Content demands a lot of a writer. You could say that she is spreading herself thin. If fiction is her first love, she also has family, theory and teaching as options for her creative energy. They all make up the one totality yet some places are better than others for finding the support you need to forge a career in an increasingly competitive field.

The mark of a professional creative writer is compulsion, she says. “There’s a big difference between writing and the desire to be part of a scene.” This is pithy advice for those who like to hang out in Readings or at the Wheeler Centre. You need tenacity and the keenness to get to the bottom of a story. Results may not ever match youthful desires.

 Julia is currently working on a short story about olfactory hallucinations. 

“I like concrete, realist work. You can’t create compassion with compassion. You have to get to the concrete and specific.” The comments come from the great US short story writer Flannery O’Connor and she uses them at Swinburne. Students write about moments – a dying woman projecting herself onto a butterfly, a socially-isolated man waiting for a wife to be delivered on e-bay, a woman on the way to the hospital with a phantom pregnancy. She is able to bring out the dark in her students without being too maudlin. The stories are funny and real.

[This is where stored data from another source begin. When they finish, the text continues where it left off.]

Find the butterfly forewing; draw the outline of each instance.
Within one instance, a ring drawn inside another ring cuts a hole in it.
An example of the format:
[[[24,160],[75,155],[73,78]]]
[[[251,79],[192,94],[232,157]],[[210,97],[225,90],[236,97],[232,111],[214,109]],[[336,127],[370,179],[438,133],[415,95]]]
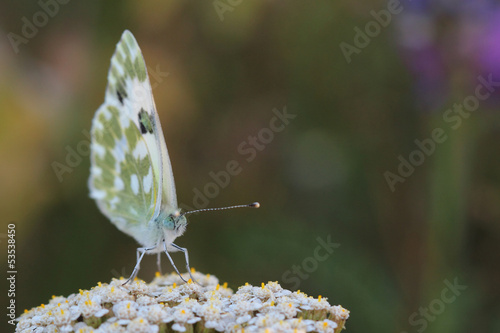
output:
[[[122,231],[148,243],[138,233],[145,233],[162,204],[176,208],[177,200],[146,64],[129,31],[111,58],[91,137],[91,197]]]

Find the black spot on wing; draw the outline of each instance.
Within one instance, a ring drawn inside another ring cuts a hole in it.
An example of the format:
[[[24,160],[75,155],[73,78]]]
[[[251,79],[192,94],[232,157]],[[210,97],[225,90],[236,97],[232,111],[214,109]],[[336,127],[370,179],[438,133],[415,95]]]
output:
[[[118,96],[118,100],[120,101],[120,104],[123,105],[123,96],[119,90],[116,91],[116,96]]]
[[[146,127],[144,127],[144,124],[141,123],[139,120],[139,126],[141,126],[141,134],[146,134],[148,131],[146,130]]]
[[[123,101],[128,97],[127,95],[127,90],[125,89],[127,85],[125,84],[125,79],[124,78],[117,78],[117,83],[116,83],[116,97],[118,97],[118,100],[120,103],[123,105]]]
[[[141,128],[141,133],[146,134],[146,133],[153,133],[153,122],[151,121],[151,118],[149,117],[148,113],[144,110],[141,109],[138,113],[139,117],[139,126]]]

Suburban stories create more space for phenomenological responses than those set in the CBD. A moment of reflection is the incentive rather than a book launch. Will the CBD ever be a viable setting for the kind of work that is valued in Australia? 

RMIT offers writing courses in the city, as does the Council for Adult Education and Writers Victoria. A book club meets monthly at bars around the city and classifies its selections according to genres such as ethical dilemmas, redemption, urban fiction, English classics, indigenous author and dysfunctional families. Does the CBD belong to the reader rather than the writer? Are CBD people looking for drama?

Dr Prendergast advises her students to look for telling details. Sitting beside her at the table at Young and Jackson are two men also with PhDs. Their area of specialisation is road engineering. They can talk quite knowledgeably about bitumen. They are rather charming in their delight to be meeting a published writer. Julia begins to blossom. Is there such a thing as too much introspection?

“What I like about the CBD is that it’s so anonymous. People act out in symbolic ways,” she said. Creative writing students tend to base their stories on themselves. What if they tried a bit of projection rather than introjection? It might be amusing to create a character who designs roads rather than a subjective prison. 

The precarious trajectory of the individual rings a bell with contemporary readers. A writer lifts up the carapace of society and looks at what’s lurking beneath. Cooking for six children must be a trial. Even creative writing must seem like a breeze in comparison. Closely focalised narratives may seem suburban compared to genre pieces that escape the confines of the self but who’s to judge? Only a brave critic would dare suggest that Julia put her feet up. There are conferences to attend and people to meet. The life of a writer can be quite cosmopolitan.

“I’m interested in what happens behind closed doors,” she said. The best locations are secrets and she’s not giving them away. You need an open mind in the big city.